Reducing AI bias in a world of decentralized data

One question I’m often asked is: As data generation shifts towards the edge, how will AI evolve to function effectively in distributed environments?

It’s a good, and very relevant, question. Estimates say that in the next year (which is not far off), more than half—in fact, 75%—of enterprise-generated data will be created and processed at the edge. By the edge, we mean the place where the data first lands, as people, devices, and IoT connect to the network edge.

As this trend keeps going, traditional machine learning approaches that are centralized may not be able to keep up. Centralized approaches rely on data being in a consolidated location, such as in a data center or cloud, for model training, tuning, and inferencing. However, this means moving huge volumes of data with minimal delay, from thousands of edge devices, back to a single location.

The challenges of centralized machine learning

As you can imagine, repeatedly shuttling data back and forth from the edge to a single location, especially when delays are costly to productivity, can be challenging:

Latency and high costs. Continuous transfer requires high bandwidth, which becomes expensive both in terms of energy, funds, and time. Time delays impact the ability to learn from and act on data in real time. And while backhauling is just problematic for now, soon it will become unsustainable as the growth of data outstrips the growth of bandwidth.
Security and privacy risks. Moving data exposes it to security and privacy risks in transit. There are ways to shield the data, such as through encryption or even quantum communication, but they add cost or complexity.
Data privacy regulations. Privacy regulations, such as GDPR or HIPPA, prevent the moving or sharing of private data externally between organizations, and also internally across sovereign geographies.
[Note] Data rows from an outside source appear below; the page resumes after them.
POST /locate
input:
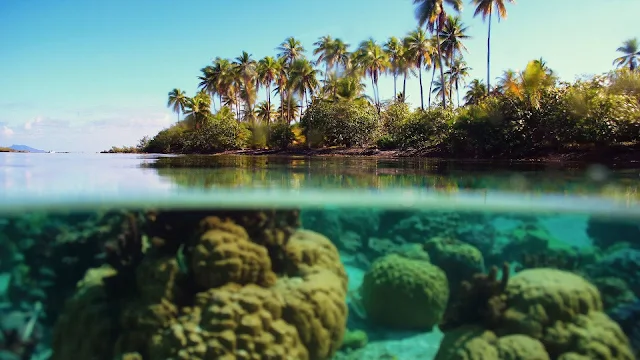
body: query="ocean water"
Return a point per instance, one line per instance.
(129, 257)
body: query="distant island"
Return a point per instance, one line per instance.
(316, 103)
(21, 148)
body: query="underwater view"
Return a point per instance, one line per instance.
(363, 259)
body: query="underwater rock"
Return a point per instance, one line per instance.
(403, 293)
(476, 343)
(354, 339)
(230, 301)
(459, 260)
(614, 291)
(480, 300)
(559, 309)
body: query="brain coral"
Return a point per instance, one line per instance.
(229, 302)
(404, 293)
(558, 309)
(474, 343)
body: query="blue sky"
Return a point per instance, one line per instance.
(81, 75)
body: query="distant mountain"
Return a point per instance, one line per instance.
(25, 148)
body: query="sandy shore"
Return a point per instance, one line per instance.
(619, 155)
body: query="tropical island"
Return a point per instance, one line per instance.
(316, 102)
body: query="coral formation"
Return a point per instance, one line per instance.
(476, 343)
(459, 260)
(354, 339)
(555, 308)
(480, 301)
(252, 286)
(404, 293)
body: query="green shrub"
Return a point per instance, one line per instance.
(259, 134)
(424, 128)
(167, 141)
(393, 117)
(281, 135)
(347, 123)
(221, 132)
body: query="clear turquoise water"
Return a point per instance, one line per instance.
(57, 212)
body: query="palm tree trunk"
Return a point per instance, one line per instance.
(439, 27)
(268, 88)
(433, 76)
(281, 105)
(404, 88)
(395, 87)
(421, 91)
(489, 54)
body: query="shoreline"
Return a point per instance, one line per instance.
(618, 156)
(629, 154)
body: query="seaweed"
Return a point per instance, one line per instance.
(481, 301)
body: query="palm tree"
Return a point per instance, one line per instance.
(419, 49)
(453, 34)
(350, 88)
(177, 101)
(324, 47)
(510, 82)
(458, 71)
(374, 61)
(486, 8)
(264, 112)
(339, 54)
(631, 54)
(290, 49)
(441, 88)
(477, 91)
(303, 80)
(209, 81)
(394, 49)
(433, 14)
(268, 69)
(198, 110)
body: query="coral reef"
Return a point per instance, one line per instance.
(404, 293)
(554, 308)
(218, 284)
(480, 301)
(459, 260)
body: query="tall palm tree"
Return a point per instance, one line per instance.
(477, 91)
(374, 61)
(290, 49)
(441, 88)
(198, 110)
(339, 54)
(324, 47)
(486, 8)
(432, 14)
(246, 75)
(420, 49)
(267, 70)
(303, 80)
(458, 71)
(177, 101)
(631, 54)
(264, 112)
(453, 33)
(209, 81)
(394, 49)
(510, 82)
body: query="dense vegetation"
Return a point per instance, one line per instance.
(322, 102)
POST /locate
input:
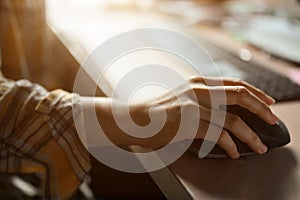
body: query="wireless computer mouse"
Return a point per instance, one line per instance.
(271, 135)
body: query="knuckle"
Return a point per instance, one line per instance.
(234, 120)
(253, 139)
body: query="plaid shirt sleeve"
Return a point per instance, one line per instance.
(38, 135)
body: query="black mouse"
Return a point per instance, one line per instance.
(271, 135)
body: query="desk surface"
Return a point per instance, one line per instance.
(275, 175)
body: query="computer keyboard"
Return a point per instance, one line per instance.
(281, 88)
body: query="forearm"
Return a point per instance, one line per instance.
(139, 113)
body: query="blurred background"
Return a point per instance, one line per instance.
(46, 41)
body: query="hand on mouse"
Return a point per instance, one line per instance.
(237, 93)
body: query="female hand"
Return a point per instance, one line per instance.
(237, 93)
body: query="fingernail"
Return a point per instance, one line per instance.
(263, 149)
(272, 101)
(273, 118)
(236, 155)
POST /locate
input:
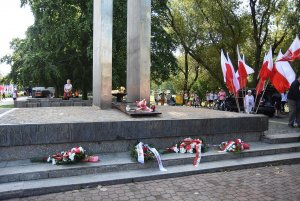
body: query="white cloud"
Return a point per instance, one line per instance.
(14, 22)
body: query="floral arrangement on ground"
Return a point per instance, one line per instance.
(234, 146)
(188, 145)
(148, 155)
(75, 155)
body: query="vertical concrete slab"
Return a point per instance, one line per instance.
(138, 49)
(102, 53)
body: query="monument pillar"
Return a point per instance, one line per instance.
(102, 53)
(138, 49)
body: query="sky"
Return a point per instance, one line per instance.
(14, 22)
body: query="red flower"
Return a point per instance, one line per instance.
(188, 147)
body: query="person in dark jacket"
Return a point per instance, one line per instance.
(294, 102)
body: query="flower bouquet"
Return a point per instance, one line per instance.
(74, 155)
(134, 153)
(142, 152)
(233, 146)
(188, 145)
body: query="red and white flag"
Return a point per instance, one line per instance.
(243, 70)
(228, 74)
(293, 52)
(267, 66)
(283, 75)
(265, 71)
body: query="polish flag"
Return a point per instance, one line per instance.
(267, 67)
(260, 86)
(293, 52)
(243, 70)
(228, 74)
(283, 75)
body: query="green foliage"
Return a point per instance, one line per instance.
(58, 46)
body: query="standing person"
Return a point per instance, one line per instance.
(207, 99)
(196, 100)
(294, 103)
(185, 98)
(215, 99)
(68, 90)
(222, 96)
(283, 100)
(277, 103)
(249, 102)
(211, 99)
(15, 94)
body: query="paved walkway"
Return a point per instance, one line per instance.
(267, 183)
(94, 114)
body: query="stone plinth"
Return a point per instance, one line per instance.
(138, 50)
(102, 53)
(112, 131)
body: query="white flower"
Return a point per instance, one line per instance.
(182, 150)
(81, 149)
(72, 156)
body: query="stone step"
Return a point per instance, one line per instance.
(52, 185)
(24, 170)
(281, 138)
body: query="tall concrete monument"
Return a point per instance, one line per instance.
(102, 53)
(138, 51)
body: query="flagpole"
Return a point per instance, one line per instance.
(266, 84)
(243, 94)
(256, 92)
(236, 100)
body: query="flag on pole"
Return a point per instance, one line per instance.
(243, 70)
(267, 66)
(228, 74)
(282, 75)
(265, 71)
(293, 52)
(260, 86)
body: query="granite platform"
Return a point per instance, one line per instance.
(51, 102)
(44, 131)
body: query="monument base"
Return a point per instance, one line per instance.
(38, 132)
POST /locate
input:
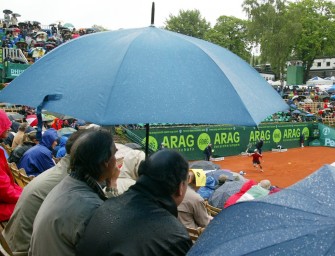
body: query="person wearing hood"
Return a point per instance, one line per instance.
(192, 211)
(62, 151)
(20, 225)
(245, 187)
(143, 220)
(39, 158)
(129, 170)
(207, 190)
(9, 191)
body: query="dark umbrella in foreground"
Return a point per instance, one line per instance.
(146, 75)
(205, 165)
(299, 220)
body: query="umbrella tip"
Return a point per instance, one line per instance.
(153, 14)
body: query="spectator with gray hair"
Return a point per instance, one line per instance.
(144, 218)
(61, 221)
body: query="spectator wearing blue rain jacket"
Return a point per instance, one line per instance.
(39, 158)
(62, 151)
(208, 189)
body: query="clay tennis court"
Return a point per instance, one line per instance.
(282, 168)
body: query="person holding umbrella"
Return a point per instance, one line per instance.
(208, 152)
(62, 218)
(143, 220)
(9, 190)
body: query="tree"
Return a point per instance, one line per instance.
(316, 34)
(231, 33)
(271, 27)
(189, 23)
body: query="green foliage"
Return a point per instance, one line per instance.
(231, 33)
(188, 23)
(270, 27)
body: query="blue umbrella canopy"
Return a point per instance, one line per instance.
(298, 220)
(146, 75)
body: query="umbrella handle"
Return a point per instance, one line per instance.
(153, 14)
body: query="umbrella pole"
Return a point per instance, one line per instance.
(146, 140)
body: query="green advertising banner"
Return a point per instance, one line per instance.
(225, 140)
(13, 70)
(327, 136)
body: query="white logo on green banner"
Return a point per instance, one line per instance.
(305, 132)
(276, 136)
(152, 143)
(203, 141)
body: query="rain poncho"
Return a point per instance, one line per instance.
(142, 221)
(208, 190)
(254, 192)
(129, 170)
(39, 158)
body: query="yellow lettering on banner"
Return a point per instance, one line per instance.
(257, 135)
(166, 141)
(175, 141)
(226, 138)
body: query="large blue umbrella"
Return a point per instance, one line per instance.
(299, 220)
(146, 75)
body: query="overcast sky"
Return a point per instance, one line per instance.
(113, 14)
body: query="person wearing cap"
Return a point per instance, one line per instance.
(192, 211)
(256, 156)
(29, 140)
(9, 191)
(18, 138)
(143, 220)
(39, 158)
(208, 152)
(20, 226)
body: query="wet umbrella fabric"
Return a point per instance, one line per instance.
(66, 131)
(142, 73)
(298, 220)
(205, 165)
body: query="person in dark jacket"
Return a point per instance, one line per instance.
(29, 140)
(259, 145)
(208, 152)
(39, 158)
(143, 220)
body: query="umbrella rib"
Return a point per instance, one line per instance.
(290, 240)
(209, 56)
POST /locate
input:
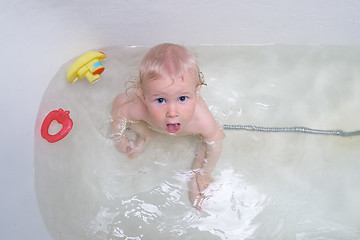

Starting to overcome challenges with machine learning at the edge

Moving machine learning to the edge has helped to resolve some of these challenges. Instead of model training and inferencing happening in a centralized location, it occurs directly at the data source, tackling the issues that come with moving data.

But there’s a new challenge this creates—and one it still doesn’t solve.

Unlike a central cloud or data center that uses consolidated data, edge devices see only their own portion of data. So drones, industrial robots, scanners, X-ray machines—any connected devices you can think of—aren’t able to learn from each other.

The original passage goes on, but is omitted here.